There seemed to be 2 ways to build the house. A framed structure with light ply skin, or a ply stressed skin with glass/epoxy joins. I chose the latter, and it is quite light and stiff, framless except for some light ceiling beams. I used 9mm ply. All faces were one-piece. I think now, a frame with ply joined where required for economy would be a faster and cheaper option.

Rear Deck:

The rear deck is narrow, fore and aft, and really only used for access. However, it felt awkward because the roof overhang pushed into ones belly, and it felt insecure, so I extended the deck a little further aft. This extension should also shelter and provide a drip to discourage water from entering the cabin via the tiller slot, except in unusual conditions. The plan shows a sort of flexible gasket around the tiller. I hope this will not be required.


progress made

I had hoped my overweight douglas fir mast could be ditched, and the alloy tube shown on the plan looked to be an attractive option. Stepping a Micro mast can be daunting, and wont be easier on Navigator I suspect. Mr Bolger gave me the wall thickness, and, shock, horror, this would weigh 33kg. My fir mast is just over 20kg! He did say the Micro mast would be fine, so I will probably adapt my existing stick. A half-hearted enquiry about carbon-fibre has been initiated, but no reply yet. It would be ideal but the expected price I could not justify.

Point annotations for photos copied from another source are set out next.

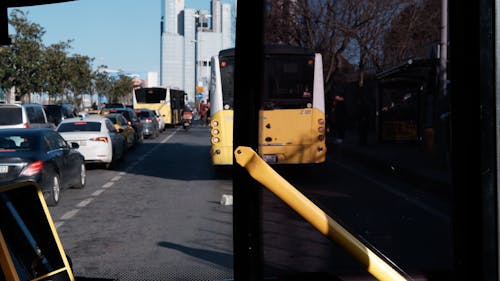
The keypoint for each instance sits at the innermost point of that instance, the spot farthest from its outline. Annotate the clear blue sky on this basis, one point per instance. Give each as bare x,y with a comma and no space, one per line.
121,34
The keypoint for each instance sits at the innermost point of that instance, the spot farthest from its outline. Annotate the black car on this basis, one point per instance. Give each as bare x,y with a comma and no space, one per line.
43,156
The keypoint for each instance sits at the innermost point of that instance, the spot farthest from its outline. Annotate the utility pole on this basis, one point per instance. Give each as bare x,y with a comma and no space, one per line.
443,50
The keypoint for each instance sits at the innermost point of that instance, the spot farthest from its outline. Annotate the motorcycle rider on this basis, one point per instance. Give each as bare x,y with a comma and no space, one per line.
187,116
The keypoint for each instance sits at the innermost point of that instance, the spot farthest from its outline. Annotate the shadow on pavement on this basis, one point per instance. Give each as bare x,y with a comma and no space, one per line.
219,258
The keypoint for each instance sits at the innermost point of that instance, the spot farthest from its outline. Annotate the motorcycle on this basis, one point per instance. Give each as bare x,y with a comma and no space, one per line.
187,117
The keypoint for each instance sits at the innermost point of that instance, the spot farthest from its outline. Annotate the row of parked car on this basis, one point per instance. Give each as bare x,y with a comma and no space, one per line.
54,154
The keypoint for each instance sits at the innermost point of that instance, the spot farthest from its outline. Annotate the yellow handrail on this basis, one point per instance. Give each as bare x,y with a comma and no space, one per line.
264,174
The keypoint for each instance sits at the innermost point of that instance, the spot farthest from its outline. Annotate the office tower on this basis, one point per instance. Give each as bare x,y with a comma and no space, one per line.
189,38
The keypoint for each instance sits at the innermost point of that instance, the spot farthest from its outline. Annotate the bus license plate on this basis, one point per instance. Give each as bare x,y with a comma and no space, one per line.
4,169
270,158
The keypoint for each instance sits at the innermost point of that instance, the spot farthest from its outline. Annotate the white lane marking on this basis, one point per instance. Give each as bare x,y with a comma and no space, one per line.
68,215
108,184
98,192
400,194
116,178
85,202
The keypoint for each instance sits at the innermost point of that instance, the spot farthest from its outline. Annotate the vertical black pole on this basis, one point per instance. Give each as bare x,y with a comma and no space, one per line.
473,134
4,25
246,192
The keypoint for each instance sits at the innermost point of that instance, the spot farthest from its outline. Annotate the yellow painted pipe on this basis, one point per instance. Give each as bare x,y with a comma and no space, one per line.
264,174
6,262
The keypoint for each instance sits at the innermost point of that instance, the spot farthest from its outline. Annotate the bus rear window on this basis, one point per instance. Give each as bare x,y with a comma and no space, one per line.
289,78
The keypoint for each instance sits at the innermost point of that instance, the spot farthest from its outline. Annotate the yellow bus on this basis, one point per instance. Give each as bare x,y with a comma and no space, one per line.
292,115
166,101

Since the photos, I have completed the aft deck, built hatches and grab rails, readying the house for paint and windows.

Other matters:

My wife asks…”Are you sure you know what you are doing? You will be the laughing stock of the boatclub”. Her friend the other day came down the drive and yelled....”What are you building, a bus shelter?” Hahaha, I love these comments, secure in my certainty and enjoyment of the concept. I had terrible doubts when the blank ply house was erected, “Oink” had a coffin on top. The act of cutting out windows and removing the cockpit unbelievably changed the character. The sense of space and light was a revelation, and enthusiasm leapt! (except from my harshest critics!). The Navigator reminds me of that classic prewar english small car, the Austin Baby 7, sort of a chummy, friend for life?